AutoML框架-Auto-sklearn学习笔记01-原理及基本使用方法（参数、函数解析）

丁阎宝

2023-12-01

1、介绍

官网：APIs — AutoSklearn 0.15.0 documentation

源码：https://github.com/automl/auto-sklearn

主要功能：

自动学习样本数据: meta-learning，去学习样本数据的模样，自动推荐合适的模型。比如文本数据用什么模型比较好，比如很多的离散数据用什么模型好。
自动调超参：Bayesian optimizer，贝叶斯优化。
自动模型集成: build-ensemble，模型集成，在一般的比赛中都会用到的技巧。多个模型组合成一个更强更大的模型。往往能提高预测准确性。

2、安装

pip install auto-sklearn

或者

pip install --upgrade auto-sklearn -i https://pypi.douban.com/simple

导入库并打印版本号以确认它已成功安装

import autosklearn
print('autosklearn:%s'%autosklearn.__version__)

根据预测任务的不同，是分类还是回归，可以创建和配置 AutoSklearnClassifier或 AutoSklearnRegressor类的实例，将其拟合到数据集上。然后可以使用生成的模型直接进行预测或保存到文件（使用pickle）以供以后使用。

3、使用方法

加载数据

from pprint import pprint
import sklearn.datasets
import sklearn.metrics
import autosklearn.classification

X, y = sklearn.datasets.load_breast_cancer(return_X_y=True)
X_train, X_test, y_train, y_test = sklearn.model_selection.train_test_split(
    X, y, random_state=1
)

使用make_scorer封装我们自己的评价函数

import autosklearn.classification
import numpy as np
import pandas as pd
import sklearn.datasets
import sklearn.metrics
from autosklearn.metrics import balanced_accuracy, precision, recall, f1


def error(solution, prediction):
    # custom function defining error
    return np.mean(solution != prediction)

error_rate = autosklearn.metrics.make_scorer(
    name="custom_error",
    score_func=error,
    optimum=0,
    greater_is_better=False,
    needs_proba=False,
    needs_threshold=False,
)

构建和拟合一个分类器

automl = autosklearn.classification.AutoSklearnClassifier(
    time_left_for_this_task=120,
    per_run_time_limit=30,
    tmp_folder="/tmp/autosklearn_classification_example_tmp",
    scoring_functions=[balanced_accuracy, precision, recall, f1, error_rate],
)
automl.fit(X_train, y_train, dataset_name="breast_cancer")

获取所有搜索到的模型评分

def get_metric_result(cv_results):
    results = pd.DataFrame.from_dict(cv_results)
    results = results[results["status"] == "Success"]
    cols = ["rank_test_scores", "param_classifier:__choice__", "mean_test_score"]
    cols.extend([key for key in cv_results.keys() if key.startswith("metric_")])
    return results[cols]

print("Metric results")
print(get_metric_result(cls.cv_results_).to_string(index=False))

查看并保存通过auto-sklearn找到的模型

import os

my_leaderboard = automl.leaderboard(detailed=True)
print(my_leaderboard)

flag1 = os.path.isfile('./data/leaderboard/my_leaderboard.csv')
if flag1:
    print('file exists')
    os.remove('./data/leaderboard/my_leaderboard.csv')
    my_leaderboard.to_csv('./data/leaderboard/my_leaderboard.csv',encoding='utf-8-sig')
else:
    print("保存成功！
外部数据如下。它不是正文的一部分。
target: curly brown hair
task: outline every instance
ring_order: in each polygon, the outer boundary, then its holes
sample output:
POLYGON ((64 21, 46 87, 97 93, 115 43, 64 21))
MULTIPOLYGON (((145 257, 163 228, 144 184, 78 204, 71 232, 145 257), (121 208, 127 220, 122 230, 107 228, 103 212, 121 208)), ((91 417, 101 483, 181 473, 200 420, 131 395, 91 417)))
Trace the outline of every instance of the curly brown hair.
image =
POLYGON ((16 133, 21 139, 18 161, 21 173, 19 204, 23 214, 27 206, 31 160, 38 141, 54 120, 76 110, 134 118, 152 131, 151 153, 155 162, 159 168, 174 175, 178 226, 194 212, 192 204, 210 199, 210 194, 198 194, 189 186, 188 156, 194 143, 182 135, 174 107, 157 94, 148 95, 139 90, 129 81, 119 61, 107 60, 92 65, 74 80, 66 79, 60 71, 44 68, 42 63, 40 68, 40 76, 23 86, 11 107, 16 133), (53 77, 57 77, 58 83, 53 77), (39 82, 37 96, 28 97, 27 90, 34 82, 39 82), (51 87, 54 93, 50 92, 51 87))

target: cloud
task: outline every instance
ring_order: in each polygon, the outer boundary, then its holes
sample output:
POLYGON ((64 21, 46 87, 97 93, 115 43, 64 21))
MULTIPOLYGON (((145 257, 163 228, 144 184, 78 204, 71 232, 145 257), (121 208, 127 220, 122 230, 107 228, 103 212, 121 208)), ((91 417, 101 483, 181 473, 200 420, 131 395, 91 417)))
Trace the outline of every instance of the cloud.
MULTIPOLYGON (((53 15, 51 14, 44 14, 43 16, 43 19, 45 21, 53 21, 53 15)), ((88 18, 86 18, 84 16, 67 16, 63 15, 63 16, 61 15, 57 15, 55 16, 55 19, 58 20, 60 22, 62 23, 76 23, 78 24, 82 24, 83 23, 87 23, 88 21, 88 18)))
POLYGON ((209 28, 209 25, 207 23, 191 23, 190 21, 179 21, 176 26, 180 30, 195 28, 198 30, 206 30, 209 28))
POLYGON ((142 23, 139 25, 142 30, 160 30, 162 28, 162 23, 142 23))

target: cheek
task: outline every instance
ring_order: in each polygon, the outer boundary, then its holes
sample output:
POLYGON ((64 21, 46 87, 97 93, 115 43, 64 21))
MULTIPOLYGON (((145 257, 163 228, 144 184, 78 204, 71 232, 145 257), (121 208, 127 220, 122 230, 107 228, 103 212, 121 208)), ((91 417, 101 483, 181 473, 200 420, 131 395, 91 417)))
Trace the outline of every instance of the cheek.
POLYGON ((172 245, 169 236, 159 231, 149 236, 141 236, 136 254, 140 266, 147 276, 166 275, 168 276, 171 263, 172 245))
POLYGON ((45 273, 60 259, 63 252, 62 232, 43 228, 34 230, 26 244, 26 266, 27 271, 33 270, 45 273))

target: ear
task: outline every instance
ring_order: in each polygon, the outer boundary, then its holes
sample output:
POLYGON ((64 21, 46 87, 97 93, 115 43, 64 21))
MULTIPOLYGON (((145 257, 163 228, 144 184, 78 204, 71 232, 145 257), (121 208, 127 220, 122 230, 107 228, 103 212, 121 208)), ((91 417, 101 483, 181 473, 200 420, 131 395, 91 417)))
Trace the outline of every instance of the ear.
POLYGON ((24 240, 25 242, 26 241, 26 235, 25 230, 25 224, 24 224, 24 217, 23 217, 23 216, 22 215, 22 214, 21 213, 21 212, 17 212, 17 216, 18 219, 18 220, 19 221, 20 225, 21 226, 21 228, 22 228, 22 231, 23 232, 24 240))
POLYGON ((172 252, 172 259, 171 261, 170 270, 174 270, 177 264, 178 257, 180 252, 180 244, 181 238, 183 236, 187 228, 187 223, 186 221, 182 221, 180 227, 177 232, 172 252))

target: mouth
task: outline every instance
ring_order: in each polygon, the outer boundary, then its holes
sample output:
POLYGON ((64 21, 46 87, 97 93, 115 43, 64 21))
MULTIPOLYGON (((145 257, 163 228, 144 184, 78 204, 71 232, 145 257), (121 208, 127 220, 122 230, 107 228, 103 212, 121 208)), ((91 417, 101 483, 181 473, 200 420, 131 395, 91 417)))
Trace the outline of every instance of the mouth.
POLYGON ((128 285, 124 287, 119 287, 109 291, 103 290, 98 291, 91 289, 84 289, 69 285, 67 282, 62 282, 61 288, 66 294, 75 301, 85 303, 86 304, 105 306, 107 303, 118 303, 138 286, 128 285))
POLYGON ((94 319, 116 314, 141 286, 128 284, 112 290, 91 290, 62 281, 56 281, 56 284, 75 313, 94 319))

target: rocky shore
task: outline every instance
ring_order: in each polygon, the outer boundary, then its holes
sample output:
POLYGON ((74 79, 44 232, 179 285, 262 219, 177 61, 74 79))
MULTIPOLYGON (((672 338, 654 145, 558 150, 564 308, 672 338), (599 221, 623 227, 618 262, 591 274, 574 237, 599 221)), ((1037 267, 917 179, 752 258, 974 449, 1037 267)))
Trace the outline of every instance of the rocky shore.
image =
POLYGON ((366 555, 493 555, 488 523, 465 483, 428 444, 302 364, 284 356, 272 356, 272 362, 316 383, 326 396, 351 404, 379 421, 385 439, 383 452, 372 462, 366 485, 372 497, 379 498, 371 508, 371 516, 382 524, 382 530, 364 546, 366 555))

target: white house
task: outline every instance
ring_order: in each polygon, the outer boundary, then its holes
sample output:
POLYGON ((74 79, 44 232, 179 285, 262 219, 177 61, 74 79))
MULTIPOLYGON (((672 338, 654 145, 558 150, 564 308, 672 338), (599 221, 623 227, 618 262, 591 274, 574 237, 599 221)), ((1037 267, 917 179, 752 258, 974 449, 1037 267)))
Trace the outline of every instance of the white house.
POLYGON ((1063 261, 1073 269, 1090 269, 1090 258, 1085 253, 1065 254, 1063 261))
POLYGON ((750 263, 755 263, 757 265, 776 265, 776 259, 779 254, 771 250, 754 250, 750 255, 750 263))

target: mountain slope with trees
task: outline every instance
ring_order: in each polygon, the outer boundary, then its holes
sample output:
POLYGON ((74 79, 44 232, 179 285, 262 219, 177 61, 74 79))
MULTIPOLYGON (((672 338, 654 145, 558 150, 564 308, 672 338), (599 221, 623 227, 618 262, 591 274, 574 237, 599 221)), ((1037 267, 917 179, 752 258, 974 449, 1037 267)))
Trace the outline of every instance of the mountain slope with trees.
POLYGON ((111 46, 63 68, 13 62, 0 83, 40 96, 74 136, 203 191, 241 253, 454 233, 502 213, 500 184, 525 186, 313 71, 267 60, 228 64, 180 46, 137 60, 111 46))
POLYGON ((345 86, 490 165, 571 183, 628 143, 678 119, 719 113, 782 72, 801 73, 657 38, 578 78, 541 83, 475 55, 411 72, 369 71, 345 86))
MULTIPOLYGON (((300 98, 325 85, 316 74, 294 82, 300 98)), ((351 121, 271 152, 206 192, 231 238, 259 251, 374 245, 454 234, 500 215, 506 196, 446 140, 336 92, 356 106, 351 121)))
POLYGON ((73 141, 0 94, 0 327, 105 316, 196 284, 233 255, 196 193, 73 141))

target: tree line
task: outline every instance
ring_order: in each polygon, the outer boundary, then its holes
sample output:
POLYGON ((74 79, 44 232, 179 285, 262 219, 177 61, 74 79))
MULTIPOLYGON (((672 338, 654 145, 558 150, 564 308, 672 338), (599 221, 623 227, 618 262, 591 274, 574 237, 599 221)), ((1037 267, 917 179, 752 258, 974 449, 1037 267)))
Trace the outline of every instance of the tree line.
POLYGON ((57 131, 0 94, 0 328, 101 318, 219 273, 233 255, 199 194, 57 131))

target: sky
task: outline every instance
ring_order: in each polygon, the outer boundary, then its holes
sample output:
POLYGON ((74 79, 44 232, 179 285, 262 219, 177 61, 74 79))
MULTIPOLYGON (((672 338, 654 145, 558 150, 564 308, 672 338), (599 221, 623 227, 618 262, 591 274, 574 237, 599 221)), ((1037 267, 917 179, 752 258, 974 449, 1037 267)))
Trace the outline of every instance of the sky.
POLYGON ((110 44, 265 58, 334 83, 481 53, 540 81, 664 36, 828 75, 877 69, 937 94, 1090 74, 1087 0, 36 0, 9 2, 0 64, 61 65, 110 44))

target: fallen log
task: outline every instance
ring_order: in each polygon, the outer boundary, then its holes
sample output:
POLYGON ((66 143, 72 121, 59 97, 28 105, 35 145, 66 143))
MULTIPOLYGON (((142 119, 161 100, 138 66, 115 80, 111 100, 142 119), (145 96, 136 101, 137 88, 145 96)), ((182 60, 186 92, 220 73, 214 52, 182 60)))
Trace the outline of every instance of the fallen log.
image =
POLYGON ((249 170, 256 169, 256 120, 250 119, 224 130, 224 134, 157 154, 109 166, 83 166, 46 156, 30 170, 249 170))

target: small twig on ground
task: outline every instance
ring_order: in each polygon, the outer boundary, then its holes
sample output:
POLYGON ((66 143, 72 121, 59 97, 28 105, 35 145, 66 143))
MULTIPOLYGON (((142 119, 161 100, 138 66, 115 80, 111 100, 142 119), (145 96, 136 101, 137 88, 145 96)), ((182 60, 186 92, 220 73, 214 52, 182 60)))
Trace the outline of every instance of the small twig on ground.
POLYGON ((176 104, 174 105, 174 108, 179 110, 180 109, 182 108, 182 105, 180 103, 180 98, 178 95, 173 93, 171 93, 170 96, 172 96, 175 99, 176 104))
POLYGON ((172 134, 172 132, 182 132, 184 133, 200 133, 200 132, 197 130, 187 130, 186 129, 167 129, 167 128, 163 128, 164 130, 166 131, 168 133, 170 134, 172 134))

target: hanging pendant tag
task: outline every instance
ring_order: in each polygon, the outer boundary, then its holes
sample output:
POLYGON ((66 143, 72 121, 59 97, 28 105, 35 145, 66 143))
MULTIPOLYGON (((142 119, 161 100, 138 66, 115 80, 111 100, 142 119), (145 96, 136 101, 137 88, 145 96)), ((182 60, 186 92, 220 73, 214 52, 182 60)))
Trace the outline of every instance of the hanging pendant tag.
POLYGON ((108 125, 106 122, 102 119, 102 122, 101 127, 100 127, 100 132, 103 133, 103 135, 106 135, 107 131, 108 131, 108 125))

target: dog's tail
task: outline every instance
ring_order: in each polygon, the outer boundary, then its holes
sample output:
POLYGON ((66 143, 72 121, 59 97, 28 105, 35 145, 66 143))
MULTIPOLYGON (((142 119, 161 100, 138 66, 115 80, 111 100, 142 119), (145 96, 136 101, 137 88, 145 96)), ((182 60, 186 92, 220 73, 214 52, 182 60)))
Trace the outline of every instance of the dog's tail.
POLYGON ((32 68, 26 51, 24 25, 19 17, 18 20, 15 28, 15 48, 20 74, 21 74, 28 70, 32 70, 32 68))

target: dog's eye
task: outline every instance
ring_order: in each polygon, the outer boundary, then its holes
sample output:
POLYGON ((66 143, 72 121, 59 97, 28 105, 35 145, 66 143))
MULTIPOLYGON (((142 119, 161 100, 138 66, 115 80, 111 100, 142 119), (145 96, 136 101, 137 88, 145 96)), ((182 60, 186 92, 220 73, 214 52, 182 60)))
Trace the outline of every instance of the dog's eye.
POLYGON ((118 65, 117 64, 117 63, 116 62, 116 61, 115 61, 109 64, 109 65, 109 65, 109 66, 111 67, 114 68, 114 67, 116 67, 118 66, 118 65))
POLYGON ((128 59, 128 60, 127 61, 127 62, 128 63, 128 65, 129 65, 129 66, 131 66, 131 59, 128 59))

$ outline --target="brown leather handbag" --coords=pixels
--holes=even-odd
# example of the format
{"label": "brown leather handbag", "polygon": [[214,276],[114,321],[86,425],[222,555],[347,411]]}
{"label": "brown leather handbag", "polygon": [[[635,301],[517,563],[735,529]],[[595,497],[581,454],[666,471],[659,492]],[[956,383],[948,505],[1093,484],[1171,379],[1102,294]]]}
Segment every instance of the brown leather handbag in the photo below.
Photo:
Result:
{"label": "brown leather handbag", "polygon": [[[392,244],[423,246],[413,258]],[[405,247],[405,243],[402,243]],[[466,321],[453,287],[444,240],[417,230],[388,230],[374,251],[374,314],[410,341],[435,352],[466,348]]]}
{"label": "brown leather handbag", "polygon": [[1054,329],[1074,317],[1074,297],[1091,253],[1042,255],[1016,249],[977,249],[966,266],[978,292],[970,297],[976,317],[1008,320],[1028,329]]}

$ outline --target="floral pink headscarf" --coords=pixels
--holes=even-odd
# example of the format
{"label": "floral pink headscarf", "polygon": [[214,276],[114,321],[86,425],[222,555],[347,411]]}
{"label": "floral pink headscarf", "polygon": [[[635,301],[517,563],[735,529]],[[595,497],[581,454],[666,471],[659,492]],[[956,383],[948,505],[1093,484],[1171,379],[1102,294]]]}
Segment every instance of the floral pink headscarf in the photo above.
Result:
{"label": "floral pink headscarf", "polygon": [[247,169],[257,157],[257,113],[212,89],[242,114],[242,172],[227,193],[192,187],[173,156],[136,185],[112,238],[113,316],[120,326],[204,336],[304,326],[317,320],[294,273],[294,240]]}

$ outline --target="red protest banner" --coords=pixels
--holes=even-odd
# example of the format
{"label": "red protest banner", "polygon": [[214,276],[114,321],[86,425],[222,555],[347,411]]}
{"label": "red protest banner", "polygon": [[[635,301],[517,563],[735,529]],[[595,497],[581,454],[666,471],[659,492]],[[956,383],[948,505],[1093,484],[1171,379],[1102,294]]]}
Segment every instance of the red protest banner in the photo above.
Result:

")
    my_leaderboard.to_csv('./data/leaderboard/my_leaderboard.csv',encoding='utf-8-sig')

保存模型

打印由auto-sklearn构建的最终集成

automl.cv_results_
automl.sprint_statistics() #展示模型的状态
print(automl.show_models()) #展示最后我们获取的最佳模型

automl.performance_over_time_.plot(
        x='Timestamp',
        kind='line',
        legend=True,
        title='Auto-sklearn accuracy over time',
        grid=True,
    )
    plt.show()

performance_over_time_返回一个DataFrame，其中包含模型的性能随时间变化的数据，可以直接用于绘图。

查看训练集测试集表现

predictions = automl.predict(X_test)
print("Accuracy score:", sklearn.metrics.accuracy_score(y_test, predictions))

4、参数

(1) AutoSklearnClassifier()

autosklearn.classification.AutoSklearnClassifier(time_left_for_this_task=3600, per_run_time_limit=None, initial_configurations_via_metalearning=25, ensemble_size: int | None = None, ensemble_class: Type[AbstractEnsemble] | Literal['default'] | None = 'default', ensemble_kwargs: Dict[str, Any] | None = None, ensemble_nbest=50, max_models_on_disc=50, seed=1, memory_limit=3072, include: Optional[Dict[str, List[str]]] = None, exclude: Optional[Dict[str, List[str]]] = None, resampling_strategy='holdout', resampling_strategy_arguments=None, tmp_folder=None, delete_tmp_folder_after_terminate=True, n_jobs: Optional[int] = None, dask_client: Optional[dask.distributed.Client] = None, disable_evaluator_output=False, get_smac_object_callback=None, smac_scenario_args=None, logging_config=None, metadata_directory=None, metric: Scorer | Sequence[Scorer] | None = None, scoring_functions: Optional[List[Scorer]] = None, load_models: bool = True, get_trials_callback: SMACCallback | None = None, dataset_compression: Union[bool, Mapping[str, Any]] = True, allow_string_features: bool = True)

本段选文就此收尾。